Alcuni mesi più tardi, ritroviamo un protagonista profondamente cambiato, seduto a un tavolo di un bar, dove incontra Julia per la prima volta dopo la riabilitazione. Durante la prigionia, nonostante ognuno abbia inizialmente provato a proteggere l’altro, le torture messe in atto dai loro carcerieri hanno avuto successo e li hanno spinti a tradirsi a vicenda. Poco dopo, il telegiornale propagandistico diffonde la notizia della vittoria degli eserciti di Oceania su quelli eurasiani in Africa, sicché Wiston rivolge il proprio sguardo pieno di ammirazione verso un’immagine che raffigura il Grande Fratello e sussurra le parole Ti amo, che aveva spesso detto a Julia. Il film si chiude con un primo piano del suo viso, sovrastato dal volto del dittatore, e in sottofondo è possibile udire il brano Party Rally, caratterizzato da una melodia che ricorda molto l’inno sovietico.
Una realtà, quella di 1984, che sotto certi aspetti si è rivelata profetica. Sarebbe infatti difficile non trovare un punto di contatto fra il mondo distopico concepito da Orwell e trasposto in immagini da Michael Radford e il nostro, dove, anche grazie all’uso improprio degli strumenti di informazione, ognuno di noi è spinto a credere a qualsiasi cosa venga detta, sia essa falsa o veritiera. E sarebbe anche difficile non accostare i Teleschermi (Telescreen), attraverso cui il Partito sorveglia capillarmente la popolazione e diffonde la propaganda, alle nostre reti sociali, che vengono fin troppo spesso usate per scopi ben diversi da quelli dichiarati.

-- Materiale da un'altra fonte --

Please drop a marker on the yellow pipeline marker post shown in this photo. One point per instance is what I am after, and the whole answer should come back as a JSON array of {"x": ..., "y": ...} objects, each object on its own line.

Persino il New Speak trova corrispondenza, se si pensa alla semplificazione e all’impoverimento lessicale in cui sono incappate lingue come l’Italiano e non solo. E in ultimo verrebbe anche spontaneo porsi un’altra domanda: “Potrà mai esistere un Mondo in cui sia possibile essere davvero liberi?”. Molte persone oggi affermano che nella nostra era, l’era della Democrazia, la Libertà dell’Individuo sia un dato di fatto, eppure, osservando attentamente certi avvenimenti, questa certezza inizia a vacillare. In merito a ciò mi viene in mente una frase pronunciata da Aldous Leonard Huxley, altro grande scrittore distopico, il quale, durante un discorso tenuto nel 1961 presso la California Medical School di San Francisco, affermò: “Ci sarà in una delle prossime generazioni un metodo farmacologico per far amare alle persone la loro condizione di servi e quindi produrre dittature, come dire, senza lacrime; una sorta di campo di concentramento indolore per intere società, in cui le persone saranno private di fatto delle loro libertà, ma ne saranno piuttosto felici”.